はじめての一人暮らしで震災に遭い、パニックになっていたひいおじいちゃんのところに武器を持った自警団の人たちが来て、朝鮮人かどうかを確認されたそうです。ひいおじいちゃんは日本統治時代以前に生まれた人で、母語が日本語ではなかったので日本語がなまっており、たどたどしい日本語で答えたらすぐに殺されてしまうかもしれないという危険な状況でした。そんな状況でひいおじいちゃんが取った行動は耳の聞こえない日本人のふりをすることでした。
耳の聞こえないふりをして、とりあえず朝鮮人ではなさそうだということでひいおじいちゃんは生きのびることができ、僕が生まれることができました。当時のひいおじいちゃんと同い年で、同じく日本の大学に通っている僕がもし、同じような状況に置かれたら……と思うとぞっとします。『証拠がないから嘘だ』と言われればそれまでの話だし、タイミング的に来年まで待って送ろうかとも思ったのですが、日本が大好きだからこそ、大好きな日本の皆さんに早く、この話を伝えたかったので送りました」ということです。
韓国人留学生リスナーの曽祖父の話
(宇多丸)ねえ。いやいや、これは立派な生々しい証言ですよね。ひいおじいさんのね。しかも、薄毛のロン毛さんがまさに同じ年、同じ立場として日本に来られる中で……でさ、なんていうか、ちょっとでも彼が不安を感じるというか。かつて、そういうことがあった国で……でも、日本が大好きで来ているって言ってくれている人をですよ、そんな気持ちにさせるというか。そもそも、そのひいおじいさんがされた体験が恐ろしいことそのものだし。恥ずべきことだけど。

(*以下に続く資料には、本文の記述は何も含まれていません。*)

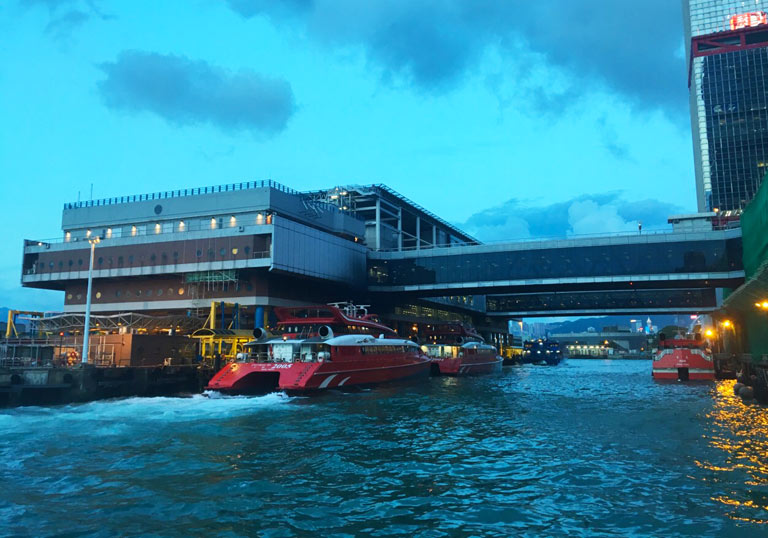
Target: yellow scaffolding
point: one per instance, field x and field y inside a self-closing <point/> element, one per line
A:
<point x="10" y="329"/>
<point x="225" y="342"/>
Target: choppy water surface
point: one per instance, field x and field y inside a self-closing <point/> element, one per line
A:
<point x="587" y="448"/>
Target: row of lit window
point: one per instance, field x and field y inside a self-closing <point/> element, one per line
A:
<point x="153" y="257"/>
<point x="118" y="293"/>
<point x="180" y="226"/>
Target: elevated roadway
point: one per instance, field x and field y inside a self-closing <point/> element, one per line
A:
<point x="629" y="273"/>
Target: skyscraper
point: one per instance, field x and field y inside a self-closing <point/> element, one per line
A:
<point x="727" y="50"/>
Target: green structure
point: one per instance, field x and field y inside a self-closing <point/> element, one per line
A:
<point x="749" y="303"/>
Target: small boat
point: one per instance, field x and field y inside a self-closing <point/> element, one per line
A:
<point x="683" y="358"/>
<point x="542" y="351"/>
<point x="456" y="349"/>
<point x="321" y="347"/>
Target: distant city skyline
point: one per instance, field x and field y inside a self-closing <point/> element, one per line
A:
<point x="507" y="127"/>
<point x="728" y="101"/>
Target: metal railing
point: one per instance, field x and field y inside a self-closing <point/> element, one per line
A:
<point x="230" y="187"/>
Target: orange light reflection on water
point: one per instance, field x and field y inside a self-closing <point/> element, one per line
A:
<point x="740" y="432"/>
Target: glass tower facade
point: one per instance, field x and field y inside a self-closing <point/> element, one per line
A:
<point x="727" y="45"/>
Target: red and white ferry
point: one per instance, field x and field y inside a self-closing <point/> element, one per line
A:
<point x="456" y="349"/>
<point x="322" y="347"/>
<point x="684" y="359"/>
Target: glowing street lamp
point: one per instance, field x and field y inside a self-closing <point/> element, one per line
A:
<point x="93" y="241"/>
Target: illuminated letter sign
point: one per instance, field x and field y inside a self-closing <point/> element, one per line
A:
<point x="746" y="20"/>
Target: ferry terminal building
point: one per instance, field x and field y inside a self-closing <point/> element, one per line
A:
<point x="246" y="247"/>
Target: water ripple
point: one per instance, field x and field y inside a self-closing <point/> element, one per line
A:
<point x="584" y="449"/>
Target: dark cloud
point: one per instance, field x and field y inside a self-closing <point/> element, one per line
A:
<point x="65" y="16"/>
<point x="186" y="92"/>
<point x="630" y="47"/>
<point x="586" y="214"/>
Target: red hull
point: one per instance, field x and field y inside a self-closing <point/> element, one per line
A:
<point x="472" y="365"/>
<point x="692" y="363"/>
<point x="239" y="378"/>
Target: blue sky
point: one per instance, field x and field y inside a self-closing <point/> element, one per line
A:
<point x="511" y="120"/>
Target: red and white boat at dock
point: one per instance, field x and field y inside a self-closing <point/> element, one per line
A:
<point x="683" y="359"/>
<point x="456" y="349"/>
<point x="322" y="347"/>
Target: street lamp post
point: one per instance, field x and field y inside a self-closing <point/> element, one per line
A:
<point x="87" y="327"/>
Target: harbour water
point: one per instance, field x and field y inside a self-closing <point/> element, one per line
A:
<point x="587" y="448"/>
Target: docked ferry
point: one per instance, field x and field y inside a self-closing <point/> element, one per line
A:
<point x="683" y="359"/>
<point x="456" y="349"/>
<point x="542" y="351"/>
<point x="321" y="347"/>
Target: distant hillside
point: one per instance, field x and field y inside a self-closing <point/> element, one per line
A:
<point x="583" y="324"/>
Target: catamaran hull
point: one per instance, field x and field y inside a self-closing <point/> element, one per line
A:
<point x="463" y="366"/>
<point x="249" y="378"/>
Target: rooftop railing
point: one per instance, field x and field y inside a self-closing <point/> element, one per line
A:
<point x="230" y="187"/>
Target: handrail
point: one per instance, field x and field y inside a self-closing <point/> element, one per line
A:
<point x="212" y="189"/>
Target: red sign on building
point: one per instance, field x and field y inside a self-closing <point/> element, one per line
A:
<point x="746" y="20"/>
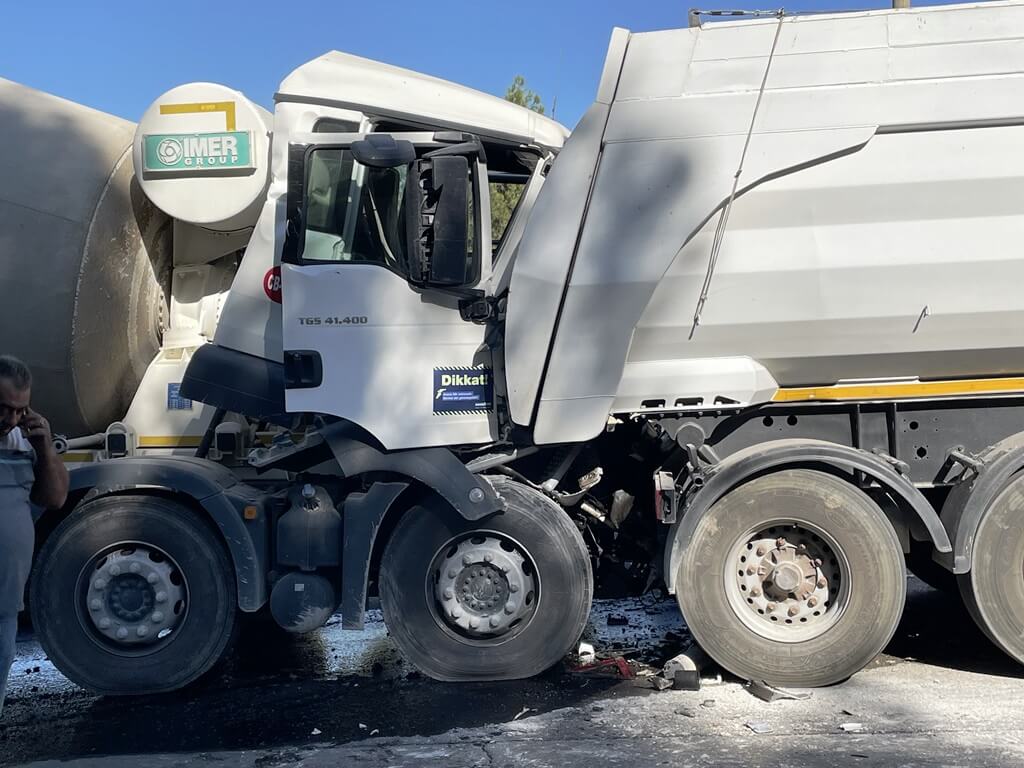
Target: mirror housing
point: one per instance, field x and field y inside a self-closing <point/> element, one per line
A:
<point x="438" y="236"/>
<point x="382" y="151"/>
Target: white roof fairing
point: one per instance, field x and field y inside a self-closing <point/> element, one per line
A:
<point x="382" y="90"/>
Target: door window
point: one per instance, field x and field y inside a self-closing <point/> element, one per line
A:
<point x="353" y="212"/>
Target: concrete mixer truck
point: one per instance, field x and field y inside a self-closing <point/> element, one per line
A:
<point x="754" y="332"/>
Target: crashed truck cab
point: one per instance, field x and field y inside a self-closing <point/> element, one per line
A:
<point x="371" y="310"/>
<point x="308" y="304"/>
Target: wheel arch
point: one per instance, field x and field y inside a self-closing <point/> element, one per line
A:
<point x="774" y="456"/>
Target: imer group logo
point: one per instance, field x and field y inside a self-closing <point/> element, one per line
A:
<point x="197" y="152"/>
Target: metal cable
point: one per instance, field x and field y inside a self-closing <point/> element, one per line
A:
<point x="723" y="219"/>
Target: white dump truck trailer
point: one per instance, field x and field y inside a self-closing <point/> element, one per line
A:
<point x="754" y="332"/>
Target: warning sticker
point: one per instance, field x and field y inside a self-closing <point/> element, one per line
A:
<point x="463" y="390"/>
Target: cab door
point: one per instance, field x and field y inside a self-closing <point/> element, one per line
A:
<point x="377" y="259"/>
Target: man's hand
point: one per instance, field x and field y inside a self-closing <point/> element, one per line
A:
<point x="50" y="488"/>
<point x="37" y="430"/>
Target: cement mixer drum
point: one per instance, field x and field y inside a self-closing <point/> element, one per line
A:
<point x="85" y="258"/>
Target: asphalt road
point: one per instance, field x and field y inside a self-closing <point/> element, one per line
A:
<point x="941" y="695"/>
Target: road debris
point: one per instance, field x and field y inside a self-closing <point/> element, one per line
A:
<point x="586" y="653"/>
<point x="616" y="666"/>
<point x="682" y="672"/>
<point x="770" y="693"/>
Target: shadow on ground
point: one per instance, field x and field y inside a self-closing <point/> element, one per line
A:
<point x="937" y="630"/>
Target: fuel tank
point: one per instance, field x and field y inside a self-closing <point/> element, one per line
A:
<point x="85" y="258"/>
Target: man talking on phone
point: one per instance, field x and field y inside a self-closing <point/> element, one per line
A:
<point x="31" y="472"/>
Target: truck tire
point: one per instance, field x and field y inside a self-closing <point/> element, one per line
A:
<point x="502" y="598"/>
<point x="133" y="594"/>
<point x="993" y="590"/>
<point x="795" y="578"/>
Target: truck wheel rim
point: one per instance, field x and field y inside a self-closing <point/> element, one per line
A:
<point x="132" y="598"/>
<point x="787" y="581"/>
<point x="482" y="588"/>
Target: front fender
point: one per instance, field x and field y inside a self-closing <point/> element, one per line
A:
<point x="436" y="468"/>
<point x="777" y="455"/>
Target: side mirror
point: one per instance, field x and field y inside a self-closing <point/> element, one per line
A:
<point x="438" y="238"/>
<point x="382" y="151"/>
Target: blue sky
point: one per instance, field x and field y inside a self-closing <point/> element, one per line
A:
<point x="118" y="56"/>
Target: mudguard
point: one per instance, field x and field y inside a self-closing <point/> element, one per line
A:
<point x="363" y="518"/>
<point x="776" y="455"/>
<point x="214" y="488"/>
<point x="967" y="503"/>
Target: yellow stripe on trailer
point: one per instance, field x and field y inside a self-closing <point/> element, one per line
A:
<point x="901" y="390"/>
<point x="169" y="440"/>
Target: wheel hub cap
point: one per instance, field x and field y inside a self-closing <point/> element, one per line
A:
<point x="135" y="596"/>
<point x="485" y="587"/>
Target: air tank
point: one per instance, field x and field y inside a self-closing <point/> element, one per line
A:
<point x="85" y="258"/>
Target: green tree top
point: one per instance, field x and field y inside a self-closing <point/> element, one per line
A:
<point x="504" y="198"/>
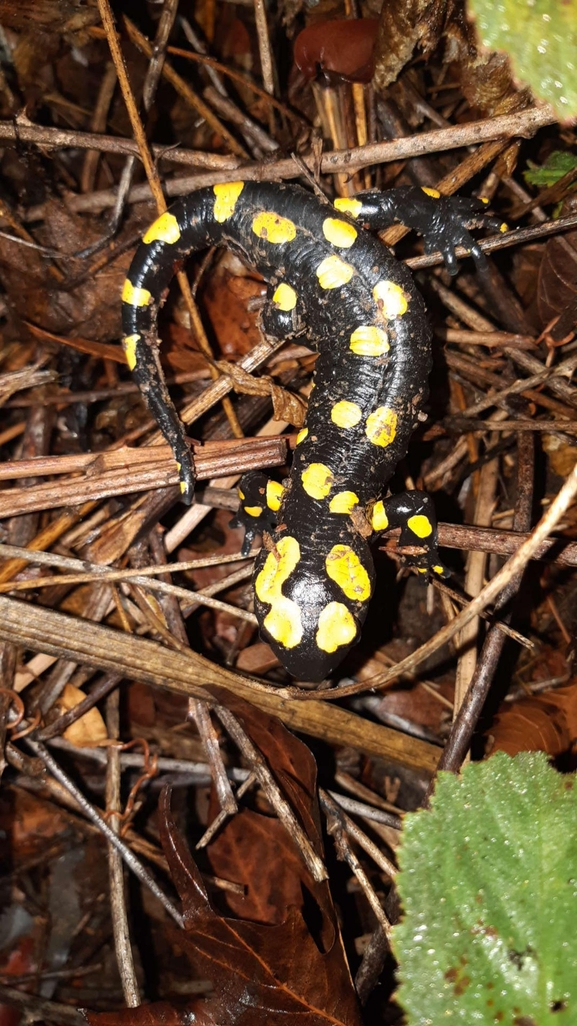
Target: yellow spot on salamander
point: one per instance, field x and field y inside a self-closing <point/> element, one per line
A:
<point x="283" y="622"/>
<point x="164" y="229"/>
<point x="369" y="341"/>
<point x="381" y="426"/>
<point x="344" y="205"/>
<point x="317" y="480"/>
<point x="345" y="568"/>
<point x="226" y="197"/>
<point x="340" y="233"/>
<point x="273" y="228"/>
<point x="379" y="518"/>
<point x="284" y="298"/>
<point x="337" y="627"/>
<point x="345" y="413"/>
<point x="333" y="272"/>
<point x="129" y="344"/>
<point x="274" y="496"/>
<point x="390" y="299"/>
<point x="343" y="502"/>
<point x="135" y="296"/>
<point x="420" y="525"/>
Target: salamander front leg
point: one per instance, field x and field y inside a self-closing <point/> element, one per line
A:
<point x="260" y="502"/>
<point x="144" y="361"/>
<point x="414" y="513"/>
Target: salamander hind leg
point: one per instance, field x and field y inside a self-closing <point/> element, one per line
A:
<point x="311" y="598"/>
<point x="414" y="513"/>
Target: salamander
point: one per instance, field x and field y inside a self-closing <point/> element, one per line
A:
<point x="334" y="282"/>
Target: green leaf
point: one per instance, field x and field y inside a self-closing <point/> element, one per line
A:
<point x="489" y="886"/>
<point x="540" y="37"/>
<point x="558" y="164"/>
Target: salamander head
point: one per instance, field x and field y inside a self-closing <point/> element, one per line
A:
<point x="310" y="608"/>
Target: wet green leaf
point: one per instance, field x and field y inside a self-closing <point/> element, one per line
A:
<point x="489" y="886"/>
<point x="541" y="39"/>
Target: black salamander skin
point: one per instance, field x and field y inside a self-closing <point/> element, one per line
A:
<point x="358" y="307"/>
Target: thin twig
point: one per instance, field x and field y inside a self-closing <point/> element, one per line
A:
<point x="259" y="766"/>
<point x="121" y="933"/>
<point x="94" y="816"/>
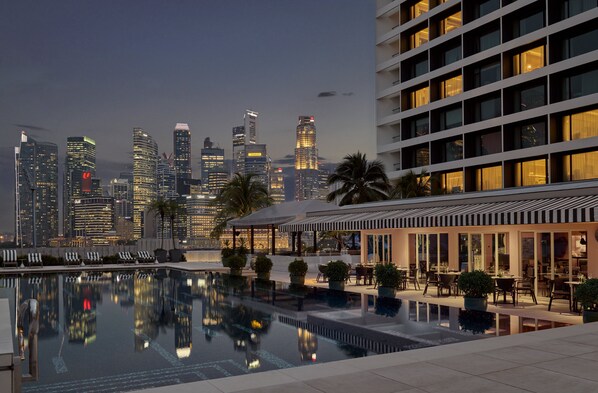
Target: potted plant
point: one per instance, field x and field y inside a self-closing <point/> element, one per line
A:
<point x="476" y="286"/>
<point x="236" y="263"/>
<point x="587" y="294"/>
<point x="263" y="266"/>
<point x="337" y="275"/>
<point x="297" y="271"/>
<point x="389" y="279"/>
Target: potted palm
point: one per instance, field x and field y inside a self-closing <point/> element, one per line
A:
<point x="389" y="279"/>
<point x="263" y="266"/>
<point x="476" y="286"/>
<point x="337" y="275"/>
<point x="236" y="263"/>
<point x="587" y="294"/>
<point x="297" y="271"/>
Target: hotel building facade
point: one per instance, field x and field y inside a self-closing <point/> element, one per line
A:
<point x="496" y="101"/>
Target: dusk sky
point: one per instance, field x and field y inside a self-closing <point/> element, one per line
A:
<point x="73" y="68"/>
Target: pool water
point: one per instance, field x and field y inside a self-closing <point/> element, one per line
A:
<point x="119" y="331"/>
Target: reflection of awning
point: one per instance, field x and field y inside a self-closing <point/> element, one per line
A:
<point x="531" y="211"/>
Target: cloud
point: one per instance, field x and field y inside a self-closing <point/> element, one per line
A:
<point x="31" y="127"/>
<point x="327" y="94"/>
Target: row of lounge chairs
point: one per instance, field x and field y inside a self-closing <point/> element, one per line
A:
<point x="72" y="258"/>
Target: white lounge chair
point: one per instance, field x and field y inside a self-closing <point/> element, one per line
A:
<point x="9" y="258"/>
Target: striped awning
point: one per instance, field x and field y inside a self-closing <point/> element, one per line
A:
<point x="534" y="211"/>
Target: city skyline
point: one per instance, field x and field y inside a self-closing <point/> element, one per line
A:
<point x="104" y="83"/>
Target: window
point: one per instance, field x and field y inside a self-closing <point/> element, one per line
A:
<point x="580" y="125"/>
<point x="450" y="118"/>
<point x="487" y="108"/>
<point x="525" y="135"/>
<point x="529" y="98"/>
<point x="529" y="60"/>
<point x="418" y="9"/>
<point x="581" y="166"/>
<point x="450" y="23"/>
<point x="419" y="97"/>
<point x="528" y="24"/>
<point x="530" y="173"/>
<point x="486" y="74"/>
<point x="418" y="38"/>
<point x="451" y="86"/>
<point x="488" y="178"/>
<point x="451" y="182"/>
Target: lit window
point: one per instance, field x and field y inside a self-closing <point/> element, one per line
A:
<point x="418" y="38"/>
<point x="528" y="61"/>
<point x="489" y="178"/>
<point x="420" y="97"/>
<point x="450" y="23"/>
<point x="418" y="9"/>
<point x="530" y="173"/>
<point x="451" y="87"/>
<point x="580" y="125"/>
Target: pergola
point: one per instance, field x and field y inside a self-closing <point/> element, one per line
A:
<point x="272" y="216"/>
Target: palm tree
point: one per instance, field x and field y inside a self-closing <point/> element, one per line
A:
<point x="360" y="181"/>
<point x="412" y="185"/>
<point x="160" y="207"/>
<point x="241" y="196"/>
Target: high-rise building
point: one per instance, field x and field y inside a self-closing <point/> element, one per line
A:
<point x="213" y="171"/>
<point x="79" y="170"/>
<point x="277" y="185"/>
<point x="36" y="178"/>
<point x="242" y="136"/>
<point x="306" y="160"/>
<point x="94" y="219"/>
<point x="487" y="95"/>
<point x="145" y="162"/>
<point x="182" y="154"/>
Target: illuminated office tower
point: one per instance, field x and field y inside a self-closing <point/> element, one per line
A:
<point x="242" y="136"/>
<point x="306" y="160"/>
<point x="277" y="185"/>
<point x="145" y="161"/>
<point x="213" y="172"/>
<point x="94" y="219"/>
<point x="36" y="167"/>
<point x="79" y="170"/>
<point x="488" y="95"/>
<point x="182" y="154"/>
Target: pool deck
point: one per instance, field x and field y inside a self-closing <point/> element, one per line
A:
<point x="555" y="360"/>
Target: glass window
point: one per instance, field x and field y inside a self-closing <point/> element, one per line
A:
<point x="418" y="9"/>
<point x="451" y="87"/>
<point x="530" y="173"/>
<point x="418" y="38"/>
<point x="486" y="74"/>
<point x="528" y="61"/>
<point x="419" y="97"/>
<point x="488" y="40"/>
<point x="581" y="166"/>
<point x="489" y="178"/>
<point x="451" y="182"/>
<point x="450" y="23"/>
<point x="529" y="98"/>
<point x="487" y="109"/>
<point x="580" y="125"/>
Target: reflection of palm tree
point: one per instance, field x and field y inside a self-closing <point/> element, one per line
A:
<point x="360" y="180"/>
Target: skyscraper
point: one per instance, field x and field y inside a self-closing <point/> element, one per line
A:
<point x="36" y="167"/>
<point x="213" y="172"/>
<point x="306" y="160"/>
<point x="79" y="170"/>
<point x="145" y="161"/>
<point x="182" y="154"/>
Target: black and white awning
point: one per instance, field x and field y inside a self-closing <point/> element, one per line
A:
<point x="534" y="211"/>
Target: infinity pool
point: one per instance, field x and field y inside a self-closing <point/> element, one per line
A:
<point x="120" y="331"/>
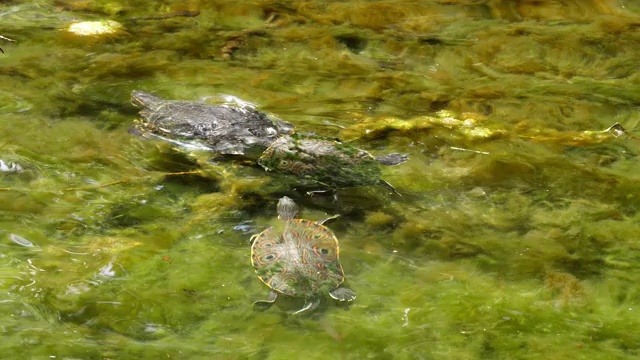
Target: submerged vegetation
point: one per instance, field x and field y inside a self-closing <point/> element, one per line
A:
<point x="516" y="235"/>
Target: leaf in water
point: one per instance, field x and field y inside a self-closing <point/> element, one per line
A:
<point x="20" y="240"/>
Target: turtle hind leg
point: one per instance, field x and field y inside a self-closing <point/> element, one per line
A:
<point x="265" y="304"/>
<point x="309" y="305"/>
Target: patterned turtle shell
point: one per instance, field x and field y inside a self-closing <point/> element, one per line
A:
<point x="299" y="258"/>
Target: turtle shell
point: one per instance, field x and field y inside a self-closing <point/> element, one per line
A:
<point x="301" y="260"/>
<point x="329" y="162"/>
<point x="223" y="128"/>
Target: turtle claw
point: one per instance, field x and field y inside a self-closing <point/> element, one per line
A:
<point x="265" y="304"/>
<point x="309" y="305"/>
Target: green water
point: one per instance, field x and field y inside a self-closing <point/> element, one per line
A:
<point x="516" y="235"/>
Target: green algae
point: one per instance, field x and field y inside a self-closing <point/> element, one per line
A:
<point x="515" y="237"/>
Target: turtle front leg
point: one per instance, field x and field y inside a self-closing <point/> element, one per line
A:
<point x="310" y="304"/>
<point x="265" y="304"/>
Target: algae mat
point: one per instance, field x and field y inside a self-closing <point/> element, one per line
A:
<point x="516" y="235"/>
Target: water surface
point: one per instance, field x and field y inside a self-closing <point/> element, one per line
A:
<point x="516" y="235"/>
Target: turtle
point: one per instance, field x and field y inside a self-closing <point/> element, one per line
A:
<point x="224" y="129"/>
<point x="299" y="258"/>
<point x="275" y="145"/>
<point x="329" y="162"/>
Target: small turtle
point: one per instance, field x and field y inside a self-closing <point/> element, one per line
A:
<point x="328" y="162"/>
<point x="225" y="129"/>
<point x="298" y="259"/>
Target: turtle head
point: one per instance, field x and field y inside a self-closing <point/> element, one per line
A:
<point x="142" y="100"/>
<point x="287" y="209"/>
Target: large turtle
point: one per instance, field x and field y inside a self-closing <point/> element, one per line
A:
<point x="226" y="129"/>
<point x="245" y="131"/>
<point x="329" y="162"/>
<point x="298" y="258"/>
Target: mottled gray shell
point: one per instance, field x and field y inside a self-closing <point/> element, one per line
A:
<point x="224" y="129"/>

だから、これを聞いて「そんな日本であってほしくない」って思う気持ちは共通しているはずだと思うんですよね。それは、どんな立場であろうとも。なので、今年も結局、小池百合子都知事は犠牲者に対する追悼文を送らないということをされていましたけども。だから、そういう為政者に対しても、もう小池さんに「変われ」っていうのはムダな話かもしれないから。そういう為政者のあり方みたいなものも、それを選択しているのは我々なんでね。
(日比麻音子)そうですね。
結果的にその為政者を選択しているのは「我々」
(宇多丸)それこそ、LGBTQにまつわる自民党の話とか、いろんな話を要所要所でしていますけども。こういうこと1個1個を……そういう人たちを選んでいる、というか、結果的に選んだことになってしまっている……俺は選んでないけども。でも、そんな結果になってしまっているのも我々だということも、うん。考えながら。それが我々の社会を形成しているんだから。すいません。また重たい話をして。俺もさ、「コートを着たい」とかそういう話をしたいけどさ。でも、その前にやっぱり大事な話なんでね。メール、ありがとうございました。
(日比麻音子)本当に、メールを送っていただいてありがとうございました。